Marc Quinn: a sangre fría

El ejercicio del autorretrato es llevado a niveles sin precedentes en la impactante obra de Quinn. Al utilizar de manera visceral su propia corporalidad, el artista logra inmortalizar una versión hiperrealista de su imagen en varios planos y sentidos. 
Por Ignacio Marchini

 

La representación del cuerpo propio y la construcción de la identidad es un tema recurrente en el arte desde el inicio de sus tiempos. El ejercicio de autoconocimiento de un artista plástico por antonomasia, el autorretrato, se remonta a más de mil años antes de Cristo. Desde ese momento en adelante, esta forma de recrearse ha estado presente en todos los estilos pictóricos y escultóricos de la historia, pero fue a partir del Renacimiento que adquirió entidad como un género independiente. Fue por ese entonces que dejó de ser un elemento más de la obra que cumplía el rol de ser una marca de autoría, y comenzó a explorarse como una forma de indagar en las diferentes formas posibles de figurarse a uno mismo.
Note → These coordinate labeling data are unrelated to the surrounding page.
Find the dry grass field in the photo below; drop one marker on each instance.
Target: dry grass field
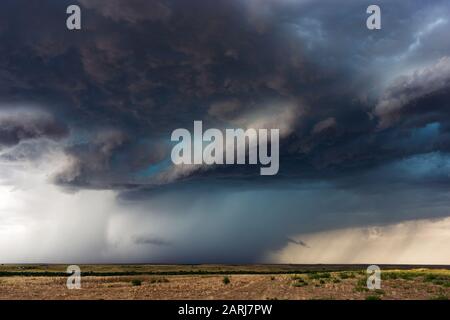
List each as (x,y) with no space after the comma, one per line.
(262,282)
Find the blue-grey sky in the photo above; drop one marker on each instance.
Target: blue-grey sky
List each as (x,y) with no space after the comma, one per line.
(86,118)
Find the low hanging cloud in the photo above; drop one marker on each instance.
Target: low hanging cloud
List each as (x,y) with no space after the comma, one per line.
(19,124)
(393,106)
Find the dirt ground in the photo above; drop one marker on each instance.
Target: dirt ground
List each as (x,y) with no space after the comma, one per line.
(262,287)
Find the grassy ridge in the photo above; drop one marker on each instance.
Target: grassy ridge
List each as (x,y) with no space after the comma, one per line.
(132,270)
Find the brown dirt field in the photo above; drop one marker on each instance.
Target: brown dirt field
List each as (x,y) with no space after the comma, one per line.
(204,287)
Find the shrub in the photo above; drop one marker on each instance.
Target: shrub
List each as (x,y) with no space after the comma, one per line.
(300,282)
(136,282)
(158,280)
(322,275)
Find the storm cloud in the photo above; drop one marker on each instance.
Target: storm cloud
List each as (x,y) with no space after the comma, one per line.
(363,118)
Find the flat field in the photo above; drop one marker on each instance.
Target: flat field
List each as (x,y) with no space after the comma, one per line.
(262,282)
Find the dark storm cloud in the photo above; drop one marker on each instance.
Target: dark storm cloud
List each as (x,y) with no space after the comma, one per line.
(17,125)
(152,66)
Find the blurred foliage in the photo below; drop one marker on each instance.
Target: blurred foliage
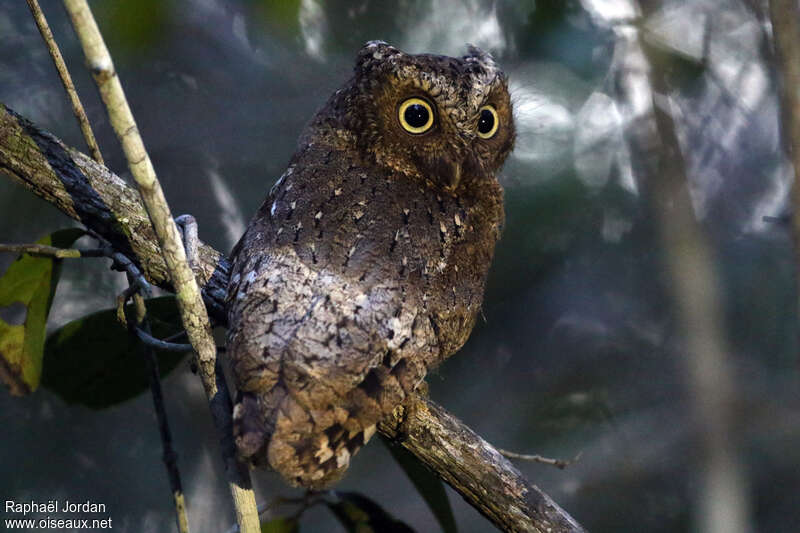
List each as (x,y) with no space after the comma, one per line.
(277,16)
(428,484)
(359,514)
(132,28)
(30,281)
(94,361)
(281,525)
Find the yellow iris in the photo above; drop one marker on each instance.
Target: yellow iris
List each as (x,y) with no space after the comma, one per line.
(488,122)
(416,115)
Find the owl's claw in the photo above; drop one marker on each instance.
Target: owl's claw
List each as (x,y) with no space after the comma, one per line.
(187,225)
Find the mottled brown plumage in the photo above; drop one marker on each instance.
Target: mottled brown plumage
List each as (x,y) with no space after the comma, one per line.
(366,264)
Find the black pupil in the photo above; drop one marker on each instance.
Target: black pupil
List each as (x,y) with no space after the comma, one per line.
(486,122)
(416,115)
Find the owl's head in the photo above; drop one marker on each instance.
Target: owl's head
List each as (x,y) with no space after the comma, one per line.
(446,121)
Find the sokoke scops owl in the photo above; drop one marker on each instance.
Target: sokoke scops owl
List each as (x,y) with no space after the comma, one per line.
(366,264)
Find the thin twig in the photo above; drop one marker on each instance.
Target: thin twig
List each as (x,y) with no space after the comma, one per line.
(42,250)
(142,324)
(161,345)
(190,303)
(66,80)
(536,458)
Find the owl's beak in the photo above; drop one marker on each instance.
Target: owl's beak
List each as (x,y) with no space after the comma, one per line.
(454,169)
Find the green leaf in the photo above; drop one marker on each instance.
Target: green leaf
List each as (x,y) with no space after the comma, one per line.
(30,281)
(427,484)
(280,525)
(95,362)
(359,514)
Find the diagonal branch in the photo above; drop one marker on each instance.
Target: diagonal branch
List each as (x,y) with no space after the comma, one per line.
(89,193)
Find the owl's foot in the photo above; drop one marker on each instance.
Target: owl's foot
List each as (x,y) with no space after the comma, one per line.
(187,225)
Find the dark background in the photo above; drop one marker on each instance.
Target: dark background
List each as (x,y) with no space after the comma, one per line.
(579,351)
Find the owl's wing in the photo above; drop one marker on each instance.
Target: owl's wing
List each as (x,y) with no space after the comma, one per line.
(325,339)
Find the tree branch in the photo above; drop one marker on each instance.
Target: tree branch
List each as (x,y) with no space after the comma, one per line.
(187,292)
(89,193)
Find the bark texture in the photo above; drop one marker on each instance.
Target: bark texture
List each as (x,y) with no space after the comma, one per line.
(104,203)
Este género ha evolucionado a lo largo de los siglos, con estilos más o menos apegados al realismo a lo largo de su desarrollo, pudiendo llegar a la pura abstracción en algunos casos, cuando el artista elige representar no sus rasgos físicos, sino su subjetividad. Así, desde el siglo XV en adelante, la experimentación en torno a esta forma de expresión ha crecido exponencialmente. En pintura, donde más se enfocó su desarrollo, su evolución comenzó desde el Autorretrato de Durero en 1498 (el primer pintor occidental en representarse a sí mismo), pasando por Rembrandt, que realizó múltiples autorretratos en distintos momentos de su vida, hasta van Gogh, que pintó más de cuarenta variaciones de sí mismo antes de morir en 1890.

Pero la pintura no fue la única disciplina que indaga en los relatos del yo. En las artes plásticas que podríamos llamar “modernas”, en tanto se salen de la tradición y exploran nuevas posibilidades de expresión, tenemos ejemplos de autorretratos que llevan el concepto al extremo: la obra se hace con partes del cuerpo del artista. En ese lugar podemos ubicar a Self (1991), una réplica de la cabeza de Marc Quinn (1964, Londres) hecha completamente de la sangre congelada del artista británico. La obra que lo posicionó como un referente del arte contemporáneo surgió, literalmente, de las entrañas de su creador.

El proceso de elaboración fue relativamente sencillo: un molde de su cabeza inmerso en silicona congelada y más de cinco litros de su propia sangre fueron los materiales utilizados. Un autorretrato en su forma casi pura, donde el rostro expuesto es una extensión del cuerpo en su acepción literal. Aunque es necesario aclarar que, para que la sangre se mantenga en estado sólido, la obra es emplazada siempre con un equipo refrigerante que la mantiene a temperaturas bajo cero. Sin embargo, Quinn interpretó posteriormente esta “dependencia” de la obra como una analogía de lo que él atravesaba en ese momento, una adicción al alcohol que lo acompañó durante los inicios de su carrera. De esta manera, lo que en un primer lugar aparecía como un elemento que perturbaba la pureza de la auto representación adquirió nuevos matices al dialogar con aspectos personales de la vida del artista, dando lugar a significados que exceden la mera similitud física entre representante y representado.

Lo que en principio fue pensado como una obra única se volvió una serie para Quinn; cada cinco años, hasta la actualidad, crea una nueva escultura de su cabeza hecha completamente de su sangre, como si se tratara de un ritual en el que entrega una parte de su cuerpo a cambio de algo. Cada un lustro realiza cinco sesiones de extracción para llevar a cabo una obra que siempre es la misma y que, a la vez, se modifica con el paso del tiempo. El fluido vital se renueva y vuelve a correr por sus venas. La composición química es la misma, las variaciones del conteo celular son superfluas. Su sangre es siempre igual. Pero el líquido expuesto a las bajas temperaturas adopta las formas de un rostro cambiante que queda congelado, cada cinco años, en una fotografía sangrienta del paso del tiempo.